The Abstract of the Disclosure is provided to allow the reader to quickly ascertain the nature of the technical disclosure. It is submitted with the understanding that it will not be used to interpret or limit the scope or meaning of the claims. In addition, in the foregoing Detailed Description, it can be seen that various features are grouped together in various embodiments for the purpose of streamlining the disclosure. This method of disclosure is not to be interpreted as reflecting an intention that the claimed embodiments require more features than are expressly recited in each claim. Rather, as the following claims reflect, inventive subject matter lies in less than all features of a single disclosed embodiment. Thus, the following claims are hereby incorporated into the Detailed Description, with each claim standing on its own as a separately claimed subject matter.
1. A method for compressing unaligned genomic sequences using alignment information from corresponding aligned data and a reference genome.

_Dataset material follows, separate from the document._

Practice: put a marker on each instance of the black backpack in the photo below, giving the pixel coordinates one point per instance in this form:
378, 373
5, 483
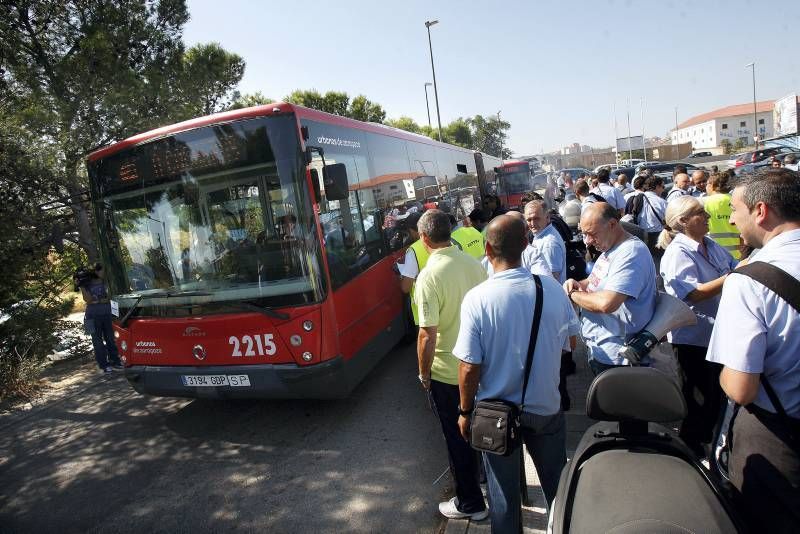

2. As per claim 1, the unaligned genomic sequences are contained in data in FASTQ or FASTA format.
3. As per claim 1, the aligned genomic data is represented in SAM, BAM, or CRAM format; and.
4. As per claim 1, a hash-based indexing mechanism is used to correlate FASTQ reads with BAM alignments.
5. As per claim 1, where aligned sequences may be complete or partial sequences of the unaligned sequences, and possibly reverse complimented.
6. As per claim 1, where compressed data is represented such that, it may be uncompressed without use of said corresponding aligned data.
7. A genomic compression apparatus incorporating computer hardware and software to enable compression of a FASTQ file by utilizing alignment information contained in a BAM file and a reference genome.